Now, when the spent fuel has been discharged from the reactor vessel 1 and new fuel has been loaded to complete the fuel exchange, the fuel baguette 3 is filled with sodium from directly below the reactor vessel fuel gripping device 12.
is lifted up by the hoisting device 4 and stored in the movable slope 6, and then the slope 6 is swung and connected to the slope 7, and the slope 7 is slid down to release the fuel gripping device 12 in the fuel storage tank 8. Install it in the designated position directly below it. Since the position where the fuel bucket 3 is installed is below the sodium liquid level, the fuel bucket is filled with sodium. Here, the simulated fuel assembly 17, which is a metal fitting for discharging sodium stored in the fuel storage tank 8, is inserted into the fuel bucket 3 by the fuel gripping device 12 as shown in FIG. After expelling and removing the sodium contained therein, the fuel bucket 3 is lifted out of the ramp 7 by the hoisting device 4 and raised, stored in the movable ramp 6, and the movable ramp 6 is lifted from the ramp 7. Leave it uncut and vertical until the next fuel change.

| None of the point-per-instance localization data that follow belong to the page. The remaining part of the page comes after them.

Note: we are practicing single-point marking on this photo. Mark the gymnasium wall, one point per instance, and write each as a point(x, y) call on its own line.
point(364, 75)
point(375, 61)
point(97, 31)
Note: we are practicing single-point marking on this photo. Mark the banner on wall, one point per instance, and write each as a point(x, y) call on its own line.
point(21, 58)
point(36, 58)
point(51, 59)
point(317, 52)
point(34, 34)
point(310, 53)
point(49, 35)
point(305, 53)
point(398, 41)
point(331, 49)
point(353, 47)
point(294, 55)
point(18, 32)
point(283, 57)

[Effects of the Invention] As detailed above, in the present invention, the simulated fuel assembly is inserted into the fuel bucket, so the amount of radioactive sodium contained in the fuel bucket can be reduced. Therefore, when the fuel bucket is placed on standby in the fuel transfer cell, it is possible to lower the radioactivity level inside the fuel transfer cell, significantly reducing the radiation exposure of workers during inspection and repair of fuel exchange equipment. You can.

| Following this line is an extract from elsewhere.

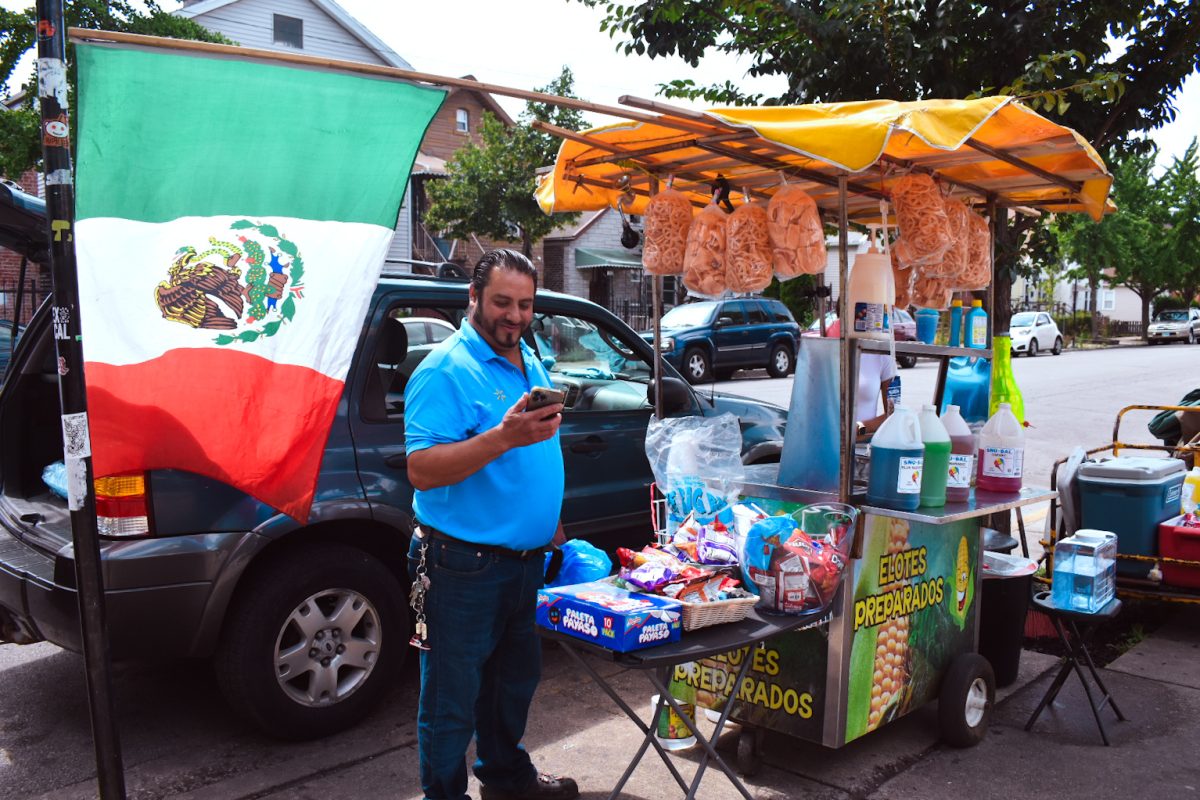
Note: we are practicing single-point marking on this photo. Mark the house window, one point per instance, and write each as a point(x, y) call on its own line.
point(289, 30)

[Brief explanation of drawings]

FIG. 1 is a perspective view of a fuel bucket into which a simulated fuel assembly of the present invention is inserted, FIG. 2 is a sectional view showing the simulated fuel assembly inserted into a fuel bucket in a ramp, and FIG. FIG. 2 is a longitudinal sectional view showing the entire fuel exchange device. 1...Reactor vessel, 3...Fuel bucket, 5,
6... Slope, 6... Movable slope, 8... Ex-core fuel storage tank, 17... Simulated fuel assembly.

Claims (1)

[Claims] 1. A simulated fuel assembly that simulates the shape of a fuel assembly is inserted into a fuel bucket in an ex-core fuel storage tank, and residual sodium is removed from inside the fuel bucket. A method for removing residual sodium from fuel buckets. 2. The method for removing residual sodium from a fuel bucket according to claim 1, wherein the simulated fuel assembly has a cylindrical shape.